Britain’s inshore fleet has been pummelled by Brexit and Covid. One firm hopes to help it connect with its customers, secure better prices and make it a sustainable success
On a bracing January morning in Hastings, the British fishing industry feels becalmed. Just weeks after Brexit, exporters are ensnared in red tape, newspapers are full of doom about fish rotting in warehouses, and lorries are being held in two-day queues. Here on the south coast, Covid restrictions have closed most of the shacks that normally dole out oysters, dressed crab, potted shrimp and other local delights. None of the 20 or so boats that make up the Hastings inshore fleet have gone out, either, for a more old-fashioned reason: the weather.

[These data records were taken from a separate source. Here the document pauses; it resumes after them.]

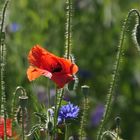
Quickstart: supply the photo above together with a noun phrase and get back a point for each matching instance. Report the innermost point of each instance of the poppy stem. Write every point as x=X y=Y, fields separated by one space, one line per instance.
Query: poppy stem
x=66 y=131
x=55 y=112
x=2 y=70
x=115 y=74
x=68 y=33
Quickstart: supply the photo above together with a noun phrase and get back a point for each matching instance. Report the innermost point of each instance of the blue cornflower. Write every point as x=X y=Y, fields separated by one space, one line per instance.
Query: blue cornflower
x=68 y=111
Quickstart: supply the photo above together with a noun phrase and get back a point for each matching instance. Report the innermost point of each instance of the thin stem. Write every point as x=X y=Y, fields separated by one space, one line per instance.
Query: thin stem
x=66 y=131
x=23 y=120
x=68 y=29
x=114 y=77
x=3 y=61
x=55 y=112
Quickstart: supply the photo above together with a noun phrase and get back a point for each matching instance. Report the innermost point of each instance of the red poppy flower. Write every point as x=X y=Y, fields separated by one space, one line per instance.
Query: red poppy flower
x=44 y=63
x=8 y=127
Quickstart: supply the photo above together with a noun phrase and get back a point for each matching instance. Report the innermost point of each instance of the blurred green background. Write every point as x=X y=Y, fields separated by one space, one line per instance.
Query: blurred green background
x=96 y=31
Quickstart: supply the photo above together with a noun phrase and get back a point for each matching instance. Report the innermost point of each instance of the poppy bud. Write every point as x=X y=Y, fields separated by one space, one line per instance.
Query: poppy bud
x=2 y=36
x=138 y=34
x=50 y=127
x=118 y=120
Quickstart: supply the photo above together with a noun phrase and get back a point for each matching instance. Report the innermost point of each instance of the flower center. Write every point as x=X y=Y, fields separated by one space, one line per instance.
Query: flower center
x=56 y=68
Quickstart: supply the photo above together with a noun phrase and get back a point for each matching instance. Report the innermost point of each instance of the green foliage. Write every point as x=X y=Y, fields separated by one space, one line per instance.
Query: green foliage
x=96 y=29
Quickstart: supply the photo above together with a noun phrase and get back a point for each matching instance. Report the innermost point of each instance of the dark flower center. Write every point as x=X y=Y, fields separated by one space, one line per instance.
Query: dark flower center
x=56 y=68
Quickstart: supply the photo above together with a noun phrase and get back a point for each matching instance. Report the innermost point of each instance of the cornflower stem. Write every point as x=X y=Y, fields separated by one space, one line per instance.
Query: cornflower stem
x=57 y=106
x=68 y=29
x=116 y=71
x=2 y=71
x=23 y=130
x=48 y=93
x=66 y=131
x=55 y=112
x=83 y=118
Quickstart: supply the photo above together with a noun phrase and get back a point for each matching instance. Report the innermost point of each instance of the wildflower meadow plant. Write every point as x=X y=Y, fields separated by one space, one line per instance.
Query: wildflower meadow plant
x=54 y=121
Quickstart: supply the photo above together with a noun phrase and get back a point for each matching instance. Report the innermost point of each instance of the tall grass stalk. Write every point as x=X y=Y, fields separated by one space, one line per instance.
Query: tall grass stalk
x=115 y=74
x=2 y=70
x=68 y=29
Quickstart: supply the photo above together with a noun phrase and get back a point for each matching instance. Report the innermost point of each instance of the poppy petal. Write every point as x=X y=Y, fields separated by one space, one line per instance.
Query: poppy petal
x=41 y=58
x=68 y=66
x=33 y=73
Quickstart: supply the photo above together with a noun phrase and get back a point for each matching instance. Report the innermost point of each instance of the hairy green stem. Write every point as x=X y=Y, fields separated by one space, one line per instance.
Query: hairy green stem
x=2 y=73
x=66 y=131
x=116 y=71
x=68 y=29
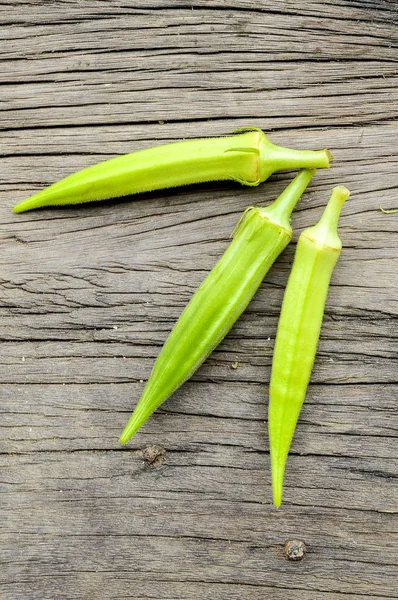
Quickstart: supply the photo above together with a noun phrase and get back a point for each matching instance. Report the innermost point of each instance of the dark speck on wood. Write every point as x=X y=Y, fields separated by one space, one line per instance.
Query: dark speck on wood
x=88 y=294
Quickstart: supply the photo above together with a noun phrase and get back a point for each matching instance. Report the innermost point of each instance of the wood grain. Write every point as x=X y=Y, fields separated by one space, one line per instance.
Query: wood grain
x=88 y=295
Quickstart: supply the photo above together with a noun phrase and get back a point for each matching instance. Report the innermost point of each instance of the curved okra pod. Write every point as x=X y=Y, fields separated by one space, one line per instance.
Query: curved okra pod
x=260 y=236
x=318 y=249
x=247 y=157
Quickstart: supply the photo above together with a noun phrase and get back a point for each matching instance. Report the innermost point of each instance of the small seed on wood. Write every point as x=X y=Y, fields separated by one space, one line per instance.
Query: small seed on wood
x=295 y=550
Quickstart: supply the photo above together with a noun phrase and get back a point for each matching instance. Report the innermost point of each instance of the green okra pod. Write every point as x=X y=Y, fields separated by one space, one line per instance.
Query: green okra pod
x=261 y=235
x=318 y=249
x=247 y=157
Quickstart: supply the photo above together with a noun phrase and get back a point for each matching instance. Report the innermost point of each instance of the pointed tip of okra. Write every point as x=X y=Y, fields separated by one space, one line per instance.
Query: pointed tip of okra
x=21 y=206
x=128 y=431
x=28 y=204
x=281 y=209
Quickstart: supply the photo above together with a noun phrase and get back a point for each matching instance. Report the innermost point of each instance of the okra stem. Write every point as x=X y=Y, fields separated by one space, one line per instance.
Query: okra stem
x=260 y=237
x=248 y=158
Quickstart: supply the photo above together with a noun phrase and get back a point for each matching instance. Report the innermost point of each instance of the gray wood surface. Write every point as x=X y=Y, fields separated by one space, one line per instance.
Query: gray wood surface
x=88 y=295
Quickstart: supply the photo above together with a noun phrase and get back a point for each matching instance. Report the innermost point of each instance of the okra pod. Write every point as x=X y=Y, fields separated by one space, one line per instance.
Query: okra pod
x=247 y=157
x=260 y=236
x=318 y=249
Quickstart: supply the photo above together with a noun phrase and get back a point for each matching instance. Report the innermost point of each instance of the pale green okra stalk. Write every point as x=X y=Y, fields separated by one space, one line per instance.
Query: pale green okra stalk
x=261 y=235
x=247 y=157
x=318 y=249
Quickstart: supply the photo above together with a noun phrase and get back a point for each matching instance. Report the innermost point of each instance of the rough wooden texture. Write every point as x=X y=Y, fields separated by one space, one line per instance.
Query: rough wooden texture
x=88 y=295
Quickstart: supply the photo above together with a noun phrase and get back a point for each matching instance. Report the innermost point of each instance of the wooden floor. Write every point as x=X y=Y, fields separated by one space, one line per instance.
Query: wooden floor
x=88 y=295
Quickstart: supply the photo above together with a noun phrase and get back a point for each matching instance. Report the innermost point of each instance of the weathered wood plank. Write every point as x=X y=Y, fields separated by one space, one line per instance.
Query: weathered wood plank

It’s rare they are able to fish on more than 150 days of the year, and today is not one of them. There’s a persistent icy drizzle, and a grey sea tumbles chaotically onto the beach.
Despite the unpromising conditions, Ben King is trying to see the upside. For the past three years, the start-up he co-founded with Aiden Berry, Pesky Fish, has been working to connect fishermen directly with wholesalers, retailers, restaurants and home chefs, cutting out traditional middlemen. Using Pesky’s online marketplace, a kind of piscine eBay, customers can buy fish from Britain’s inshore fleet as soon as it’s landed, and get it delivered anywhere in the country the next day. Some are offered with a “buy it now” price, algorithmically generated; the rest is sold by auction. The promise is alluring: better value for the customer, the freshest fish going and a higher price for the fishermen. Pesky Fish sells more than two tonnes of fish per day from Britain’s day boats and artisanal fish farmers.